Baldine and Midlothian, Illinois-based Moran felt prepared to navigate the regulatory environment in Nigeria, especially after addressing supply chain and intellectual property concerns early on. Picking through “a junkyard—a flea market for parts” is how Adelu-Davis describes the process for procuring auto parts in Lagos and other major Nigerian cities, so Baldine connected with suppliers Advance Auto Parts and Carquest to work through the logistics.

“We talked to them before we executed the deal with Temi to figure out how to make that happen,” says Baldine. Carquest undertook much of the legwork to research tax issues, permits and the process for transporting containers, and the Mr. Transmission/Milex store in Lagos doubles as a distribution center that will also supply future shops as the Davises sign sub-franchisees.

“We’ve established the parts supply in that market, so we’ll require franchisees to purchase through the master franchisee warehouse,” he says, adding the company will duplicate this framework as it looks to open locations in Liberia, where it has a 10-store agreement, and elsewhere outside the U.S. Moran Family of Brands also secured IP and trademark protections early on, and Baldine says despite the roadblocks his company was “willing to step up to the plate” and is now looking to enter other regions without an established auto aftermarket.

Mr. Transmission/Milex shop

The Mr. Transmission/Milex shop in Lagos doubles as a distribution center for future locations.

The United Arab Emirates, Oman, Bahrain and India are all potential markets where “there are high-end dealerships and backyard mechanics, but really nothing in between,” says Baldine. International development will come through master agreements, and Baldine notes he’ll look for franchisees like Adelu-Davis with local ties and familiarity with the business environment. Richard Adelu, her father, spent decades working in Nigeria’s oil sector and later started an event rental company. Her father’s success is yet another motivating factor for Adelu-Davis.

“My father’s name is synonymous with petroleum in my country,” she says. “Everyone in the industry knows him. So I wanted to have my legacy. I’m an only child, so to be an only child and then I’m a girl … I wanted to build my own success.”

Fulfilling a need

A soft opening in late 2018 proved the demand is there for a Mr. Transmission/Milex shop that guarantees an oil change within 30 minutes and provides a range of services and repairs for everything from transmissions and brakes to air conditioners and radiators. They’re servicing 30 to 40 cars per day, and Adelu-Davis notes she’s done “zero advertising.”

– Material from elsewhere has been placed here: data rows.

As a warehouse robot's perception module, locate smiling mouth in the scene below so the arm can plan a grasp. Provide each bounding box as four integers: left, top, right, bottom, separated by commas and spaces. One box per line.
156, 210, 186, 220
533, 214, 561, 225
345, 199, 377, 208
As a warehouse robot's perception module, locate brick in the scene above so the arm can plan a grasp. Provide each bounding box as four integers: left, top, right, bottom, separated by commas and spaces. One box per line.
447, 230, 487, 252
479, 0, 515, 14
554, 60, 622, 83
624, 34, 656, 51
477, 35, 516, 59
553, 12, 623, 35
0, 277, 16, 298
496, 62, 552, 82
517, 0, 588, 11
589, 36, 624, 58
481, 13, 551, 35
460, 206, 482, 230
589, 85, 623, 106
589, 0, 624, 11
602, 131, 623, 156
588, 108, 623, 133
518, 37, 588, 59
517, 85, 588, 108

“All I’ve done is maintain a social media presence,” she says. “It’s all word of mouth and by trust, that’s primarily how business is done here.” Labor is “still a huge challenge,” and her husband is “overworked,” but they’ve hired five technicians and as a master technician Davis is able to handle much of the training.

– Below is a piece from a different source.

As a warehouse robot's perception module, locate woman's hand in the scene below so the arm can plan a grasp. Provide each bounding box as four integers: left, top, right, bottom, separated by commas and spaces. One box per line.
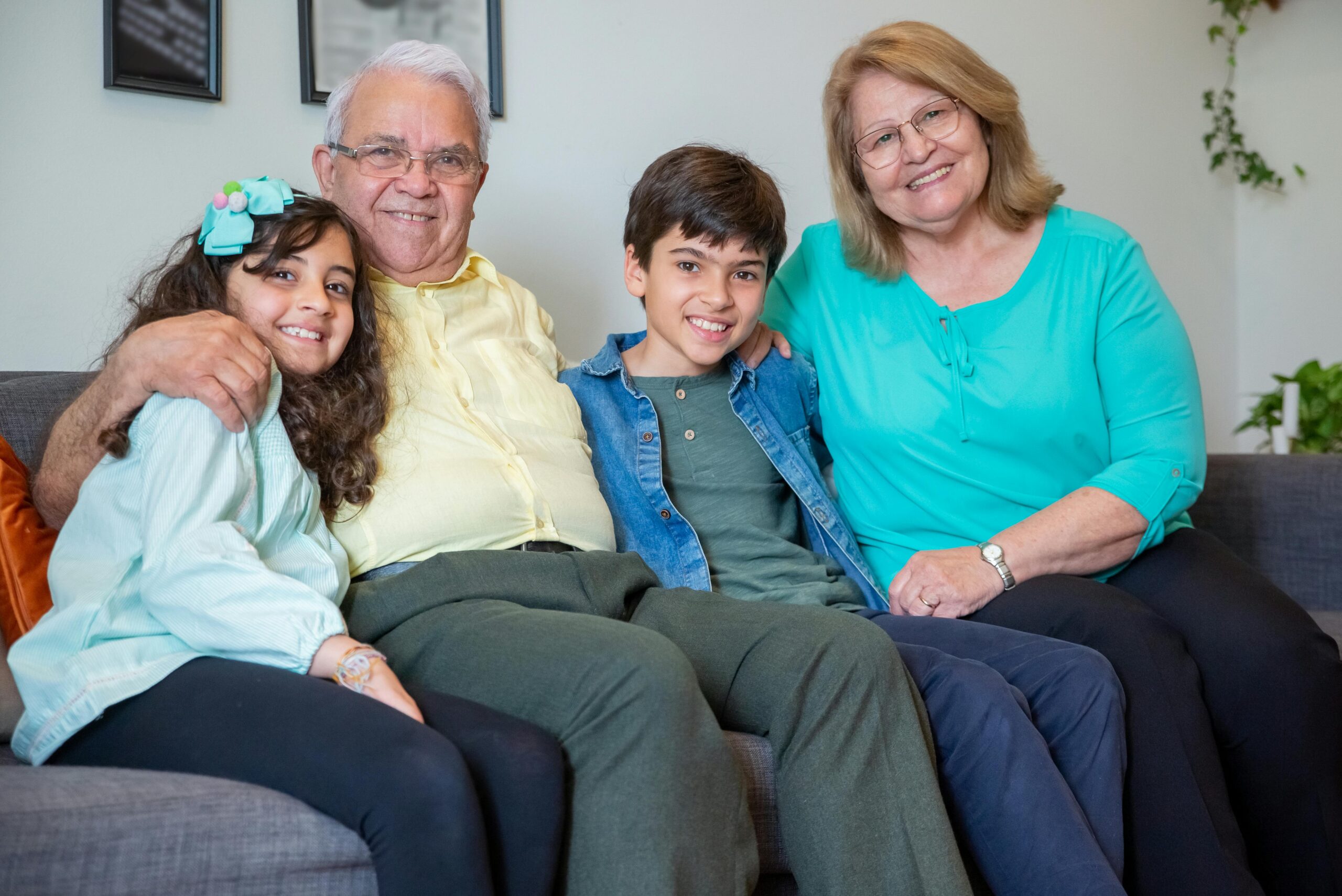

A second location is set to open in June after they signed a franchisee to convert an existing repair shop in Lagos to Mr. Transmission/Milex and Adelu-Davis expects more to follow soon.

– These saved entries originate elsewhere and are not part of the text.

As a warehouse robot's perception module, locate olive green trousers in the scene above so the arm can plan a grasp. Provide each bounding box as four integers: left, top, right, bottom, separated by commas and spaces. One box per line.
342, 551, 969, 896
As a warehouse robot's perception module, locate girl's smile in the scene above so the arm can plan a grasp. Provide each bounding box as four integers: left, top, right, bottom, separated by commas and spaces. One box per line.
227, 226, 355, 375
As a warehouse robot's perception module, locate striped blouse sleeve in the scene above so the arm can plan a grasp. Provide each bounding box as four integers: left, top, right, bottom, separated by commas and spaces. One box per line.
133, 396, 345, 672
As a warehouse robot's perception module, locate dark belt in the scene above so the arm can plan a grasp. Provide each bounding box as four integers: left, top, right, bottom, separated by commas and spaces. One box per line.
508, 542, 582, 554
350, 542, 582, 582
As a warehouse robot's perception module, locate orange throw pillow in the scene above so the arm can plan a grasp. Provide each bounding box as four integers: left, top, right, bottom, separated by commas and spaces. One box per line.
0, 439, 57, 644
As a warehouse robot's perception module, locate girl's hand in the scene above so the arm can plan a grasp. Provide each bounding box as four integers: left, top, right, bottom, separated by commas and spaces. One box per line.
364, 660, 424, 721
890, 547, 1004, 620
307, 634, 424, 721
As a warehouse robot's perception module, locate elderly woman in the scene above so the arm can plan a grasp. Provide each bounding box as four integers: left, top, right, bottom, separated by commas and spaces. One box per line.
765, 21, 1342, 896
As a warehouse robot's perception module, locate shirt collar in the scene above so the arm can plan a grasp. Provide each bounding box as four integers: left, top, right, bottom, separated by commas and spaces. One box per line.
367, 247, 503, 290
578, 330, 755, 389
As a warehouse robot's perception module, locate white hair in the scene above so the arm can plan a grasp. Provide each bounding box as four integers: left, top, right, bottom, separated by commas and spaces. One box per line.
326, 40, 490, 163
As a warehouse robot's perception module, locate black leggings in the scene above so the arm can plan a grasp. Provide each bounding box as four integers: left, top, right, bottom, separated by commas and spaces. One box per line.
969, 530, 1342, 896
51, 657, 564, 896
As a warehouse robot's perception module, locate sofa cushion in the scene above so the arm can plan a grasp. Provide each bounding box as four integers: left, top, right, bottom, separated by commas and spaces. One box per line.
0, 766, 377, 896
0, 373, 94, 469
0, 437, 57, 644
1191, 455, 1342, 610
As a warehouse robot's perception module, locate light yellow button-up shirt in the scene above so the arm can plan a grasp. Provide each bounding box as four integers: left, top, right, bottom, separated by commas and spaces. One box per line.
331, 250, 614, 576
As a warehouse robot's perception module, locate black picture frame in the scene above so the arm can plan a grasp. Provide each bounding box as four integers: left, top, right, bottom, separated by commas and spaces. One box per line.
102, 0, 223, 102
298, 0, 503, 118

Nigeria’s upper middle class is growing, with many people like Adelu-Davis “trying to go back home, but all the amenities they’re used to aren’t there.”

“This is the perfect time for any company to come to Nigeria,” she continues. Indeed the country has the highest GDP in Africa, $376.4 billion in 2017, and while still heavily dependent on oil it is in the midst of implementing the government’s Economic Recovery and Growth Plan, which focuses on diversifying the economy.

From her vantage point, Adelu-Davis wants the Mr. Transmission/Milex model to also bring transparency to the repair process by educating customers and helping them make smart decisions. “That’s unheard of here,” she says, acknowledging there’s been some pushback to the hourly billing structure instead of flat rates. But customers soon realize this prevents the upcharging practice that Adelu-Davis says is common elsewhere.

“I’m trying to change the entire market,” she says. “I’m not trying to just open one shop.”